İnsan Sesinin Klonlanması: Gelecek ve Tehlikeler
İnsan sesinin klonlanması teknolojisi, son yıllarda önemli ilerlemeler kaydederek hem aktörlerin hem de siber suçluların dikkatini çekmiştir. Amerikalı seslendirme sanatçısı ve aktör Tim Heller, kendi sesinin klonlanmış halini ilk duyduğunda “Sesimin o kadar aynısıydı ki ağzım açık kaldı. İnanılır gibi değil” ifadelerini kullanmaktadır. Ses klonlama, bir bilgisayar programı aracılığıyla bir bireyin sesinin yapay olarak kopyalanması anlamına gelmektedir.
Bu süreçte, bilgisayar yazılımına bir kişinin konuşma kaydı yüklenirken, sistem bu ses örneğinden faydalanarak, klavye ile yazılan her şeyi o kişinin sesiyle seslendirebilmektedir. Ses teknolojisindeki bu gelişmeler, ses klonlamada gerçeğe neredeyse korkutucu bir yakınlık sağladığını gösteriyor. Yazılım, yalnızca aksanınızı yakalamakla kalmaz, sesinizin tınısını, tonlamasını, ritmini ve kelimelerin akışını da algılayabilmektedir.
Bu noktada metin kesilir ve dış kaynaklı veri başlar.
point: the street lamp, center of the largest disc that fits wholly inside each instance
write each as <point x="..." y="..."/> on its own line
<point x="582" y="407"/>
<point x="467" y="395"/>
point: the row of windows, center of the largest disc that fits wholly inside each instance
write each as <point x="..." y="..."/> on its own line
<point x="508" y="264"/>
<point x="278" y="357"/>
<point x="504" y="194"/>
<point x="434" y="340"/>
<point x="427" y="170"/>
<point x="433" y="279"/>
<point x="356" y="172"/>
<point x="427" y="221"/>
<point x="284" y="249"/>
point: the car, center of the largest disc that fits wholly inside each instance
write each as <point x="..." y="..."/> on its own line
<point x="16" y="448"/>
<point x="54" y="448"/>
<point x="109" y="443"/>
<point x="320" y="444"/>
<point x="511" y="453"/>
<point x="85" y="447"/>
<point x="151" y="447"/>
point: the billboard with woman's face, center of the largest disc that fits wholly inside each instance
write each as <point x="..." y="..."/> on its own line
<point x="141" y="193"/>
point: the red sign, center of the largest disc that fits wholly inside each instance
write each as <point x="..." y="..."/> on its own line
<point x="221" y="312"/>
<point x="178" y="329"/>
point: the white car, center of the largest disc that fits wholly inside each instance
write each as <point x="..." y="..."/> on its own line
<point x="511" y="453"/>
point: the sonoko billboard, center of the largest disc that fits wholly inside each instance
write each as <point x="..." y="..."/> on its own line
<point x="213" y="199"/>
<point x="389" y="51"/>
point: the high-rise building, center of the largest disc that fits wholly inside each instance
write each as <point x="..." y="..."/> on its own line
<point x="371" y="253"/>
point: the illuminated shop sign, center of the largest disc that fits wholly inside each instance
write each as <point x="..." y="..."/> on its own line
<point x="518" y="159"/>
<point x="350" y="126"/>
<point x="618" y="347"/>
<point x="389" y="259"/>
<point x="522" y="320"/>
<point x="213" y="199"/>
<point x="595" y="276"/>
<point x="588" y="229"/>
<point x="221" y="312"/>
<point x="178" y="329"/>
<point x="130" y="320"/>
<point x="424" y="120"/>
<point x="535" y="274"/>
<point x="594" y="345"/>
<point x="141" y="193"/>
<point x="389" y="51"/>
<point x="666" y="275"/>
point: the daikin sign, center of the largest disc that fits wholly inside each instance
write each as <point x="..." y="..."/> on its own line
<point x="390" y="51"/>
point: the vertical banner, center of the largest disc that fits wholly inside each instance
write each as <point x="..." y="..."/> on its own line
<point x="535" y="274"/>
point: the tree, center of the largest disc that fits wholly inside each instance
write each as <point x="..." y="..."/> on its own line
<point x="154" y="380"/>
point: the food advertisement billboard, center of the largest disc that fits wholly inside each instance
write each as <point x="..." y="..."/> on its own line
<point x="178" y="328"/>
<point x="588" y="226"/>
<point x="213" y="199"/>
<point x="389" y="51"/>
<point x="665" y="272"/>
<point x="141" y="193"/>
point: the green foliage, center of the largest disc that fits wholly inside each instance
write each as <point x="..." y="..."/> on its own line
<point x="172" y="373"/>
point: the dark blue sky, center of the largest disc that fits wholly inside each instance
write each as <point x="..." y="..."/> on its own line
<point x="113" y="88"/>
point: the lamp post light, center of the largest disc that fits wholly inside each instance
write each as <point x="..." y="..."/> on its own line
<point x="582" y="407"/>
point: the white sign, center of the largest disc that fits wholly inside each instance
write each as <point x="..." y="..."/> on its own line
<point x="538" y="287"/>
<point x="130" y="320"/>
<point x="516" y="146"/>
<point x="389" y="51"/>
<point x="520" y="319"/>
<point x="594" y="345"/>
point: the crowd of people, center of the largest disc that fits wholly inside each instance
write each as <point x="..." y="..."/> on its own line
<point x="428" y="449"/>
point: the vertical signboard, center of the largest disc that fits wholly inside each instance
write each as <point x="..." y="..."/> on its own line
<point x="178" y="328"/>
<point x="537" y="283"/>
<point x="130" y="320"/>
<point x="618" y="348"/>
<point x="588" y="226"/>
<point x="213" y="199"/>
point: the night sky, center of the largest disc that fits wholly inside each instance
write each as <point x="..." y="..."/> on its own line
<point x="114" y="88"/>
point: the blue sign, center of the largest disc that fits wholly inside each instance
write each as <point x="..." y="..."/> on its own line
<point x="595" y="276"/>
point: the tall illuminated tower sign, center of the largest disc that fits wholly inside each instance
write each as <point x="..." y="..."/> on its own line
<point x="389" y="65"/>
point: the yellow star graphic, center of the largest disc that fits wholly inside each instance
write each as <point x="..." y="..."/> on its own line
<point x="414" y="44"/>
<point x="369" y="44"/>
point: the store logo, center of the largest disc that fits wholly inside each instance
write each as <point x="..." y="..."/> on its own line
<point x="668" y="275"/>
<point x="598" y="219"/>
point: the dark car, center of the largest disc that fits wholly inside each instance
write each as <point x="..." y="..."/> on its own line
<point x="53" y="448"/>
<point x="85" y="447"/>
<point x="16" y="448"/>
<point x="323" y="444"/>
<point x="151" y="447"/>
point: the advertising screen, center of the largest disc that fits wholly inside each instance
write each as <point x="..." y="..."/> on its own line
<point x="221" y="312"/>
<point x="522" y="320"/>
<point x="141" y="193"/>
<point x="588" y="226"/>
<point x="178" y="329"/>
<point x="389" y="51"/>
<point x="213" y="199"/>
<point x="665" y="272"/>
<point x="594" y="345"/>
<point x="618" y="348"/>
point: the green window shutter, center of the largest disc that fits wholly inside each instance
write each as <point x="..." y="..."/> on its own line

Üstelik, klonlanan sese öfke, korku, mutluluk, sevgi gibi farklı duygular da yansıtılabilmektedir.
İki İş İmkanı Aynı Anda
ABD’nin Texas eyaletinden 29 yaşındaki seslendirme sanatçısı Tim Heller, çizgi film karakterlerinden sesli kitaplara, belgesellerden video oyunlarına kadar geniş bir yelpazede çalışmaktadır. Heller, kariyerini güvence altına almak için ses klonlama işine de girdiğini, bu yöntemle daha fazla iş bulabileceğini ifade ediyor. Örneğin, eğer aynı gün iki farklı yerde ses kaydı yapması gerekiyorsa, birine klonlanmak üzere ses örneği yollayıp diğer işi yapma fırsatı bulabiliyor.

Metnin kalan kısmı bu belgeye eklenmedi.